For the development itself, Ang said he and Palafox look to integrate the following concepts:
- Adopt green architectural and green urbanism guidelines over and above the country’s building and zoning codes, which Palafox said no longer follows international standards.
- Follow the structural codes of other countries, specifically those situated in similar earthquake zones as the Philippines.
- Creation of an “innovation hub” where both learning institutions and technology-driven global companies can thrive.

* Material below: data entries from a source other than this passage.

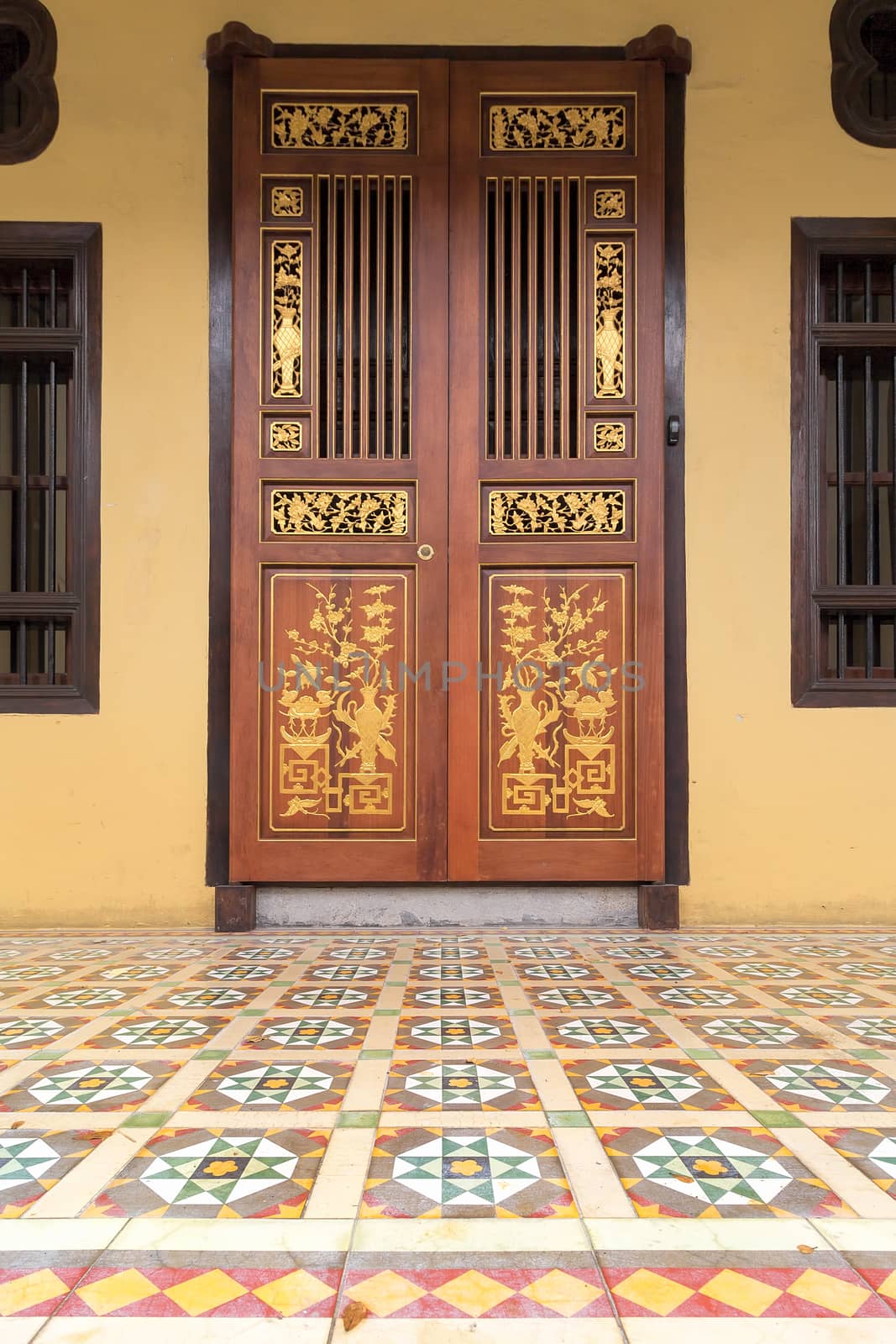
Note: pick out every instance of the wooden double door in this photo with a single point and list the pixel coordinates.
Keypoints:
(446, 596)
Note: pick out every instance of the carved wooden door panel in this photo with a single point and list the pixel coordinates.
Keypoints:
(340, 432)
(557, 380)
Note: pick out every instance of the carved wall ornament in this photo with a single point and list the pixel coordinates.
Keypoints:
(862, 78)
(27, 67)
(557, 512)
(340, 125)
(609, 320)
(333, 512)
(557, 127)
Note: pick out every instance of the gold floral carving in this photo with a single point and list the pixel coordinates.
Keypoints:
(609, 320)
(286, 319)
(340, 718)
(340, 125)
(609, 203)
(286, 201)
(557, 734)
(557, 512)
(331, 512)
(286, 437)
(557, 127)
(610, 437)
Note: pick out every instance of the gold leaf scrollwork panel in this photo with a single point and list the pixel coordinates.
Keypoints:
(286, 318)
(340, 725)
(286, 201)
(557, 718)
(335, 512)
(340, 125)
(609, 319)
(547, 512)
(557, 127)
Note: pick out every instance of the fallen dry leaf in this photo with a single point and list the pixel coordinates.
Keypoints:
(354, 1315)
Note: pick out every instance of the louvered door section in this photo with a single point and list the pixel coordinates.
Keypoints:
(557, 768)
(340, 438)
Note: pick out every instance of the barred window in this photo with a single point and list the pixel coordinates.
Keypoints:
(50, 279)
(844, 443)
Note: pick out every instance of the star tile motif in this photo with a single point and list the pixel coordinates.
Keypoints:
(833, 1085)
(621, 1085)
(29, 1032)
(715, 1173)
(569, 1032)
(458, 1173)
(318, 1086)
(33, 1162)
(454, 1034)
(87, 1086)
(754, 1032)
(488, 1085)
(217, 1173)
(308, 1034)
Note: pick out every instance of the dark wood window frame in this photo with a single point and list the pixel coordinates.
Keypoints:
(235, 904)
(80, 342)
(813, 339)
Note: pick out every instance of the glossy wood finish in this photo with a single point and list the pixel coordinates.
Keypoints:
(563, 840)
(367, 828)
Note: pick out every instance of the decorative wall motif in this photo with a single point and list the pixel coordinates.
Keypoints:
(610, 437)
(609, 320)
(286, 201)
(340, 125)
(553, 512)
(553, 736)
(335, 512)
(286, 319)
(286, 436)
(338, 749)
(557, 127)
(609, 203)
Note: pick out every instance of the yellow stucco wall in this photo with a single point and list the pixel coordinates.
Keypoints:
(103, 816)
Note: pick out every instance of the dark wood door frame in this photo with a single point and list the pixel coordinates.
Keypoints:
(235, 905)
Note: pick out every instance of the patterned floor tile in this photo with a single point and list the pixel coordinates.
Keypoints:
(496, 1287)
(217, 1173)
(584, 1032)
(308, 1034)
(759, 1287)
(872, 1151)
(481, 1085)
(233, 1086)
(188, 1284)
(620, 1085)
(868, 1032)
(730, 1032)
(34, 1032)
(83, 1085)
(715, 1173)
(457, 1173)
(703, 995)
(829, 1085)
(140, 1032)
(468, 1032)
(33, 1160)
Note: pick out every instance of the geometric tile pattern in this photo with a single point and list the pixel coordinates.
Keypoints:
(456, 1077)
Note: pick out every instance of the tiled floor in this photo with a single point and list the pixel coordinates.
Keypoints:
(432, 1136)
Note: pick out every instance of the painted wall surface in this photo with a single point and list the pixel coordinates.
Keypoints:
(103, 817)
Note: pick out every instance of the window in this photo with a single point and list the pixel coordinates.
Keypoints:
(844, 430)
(50, 279)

As such, Palafox has put forth a “town and gown” or university town concept, where learning institutions and the community partner together, such as in Cambridge and Boston in the United States, where Harvard University is. SMC is also looking to put up a medical and research facility along with the school.
- The aerocity project will be equipped with the latest in digital infrastructure, to enable people to work and conduct business anywhere.
- The development will also have lots of open spaces, as these are the “lungs” of a city. Palafox cited that Metro Manila went from green to gridlock because many parks and open spaces were reclassified into sellable and buildable properties. As the population grew, the parks and open spaces started disappearing.
Meanwhile, Bulacan development aims to allow the highest and best use for the improvement of the environment and to address climate change. These will be included in his proposed guidelines for green architecture and green urban planning.
Ultimately, the plan is to positively impact the whole of Bulakan, Bulacan so that in the end, Bulacan will not just be a province with an airport but an airport-driven province.
In master-planning the development, “ridge to reef” planning will also be employed, considering the improvement of mountain ridges or highlands, midlands, the lowlands, and the coastline.
Public transport will also be easily accessible. One of the things being considered is a bicycle highway connected to the train system.
Palafox said the city would be a “healthy city.” It will be “walkable and attractive.” It will have less need for security because it will be open. There won’t be too many walls around the city, which Palafox sees as encouraging crime, and contributing to the heat index, as they obstruct cross ventilation in cities.
Meanwhile, the coastal area or Manila Bay waterfront will also be utilized for walkways, waterfront promenades.
Finally, Palafox and Ang said they would prioritize the triple bottom line: people first for social equity, alleviating poverty, and job creation or inclusivity. Then planet and the environment come next, with prosperity, economic growth, and profit following.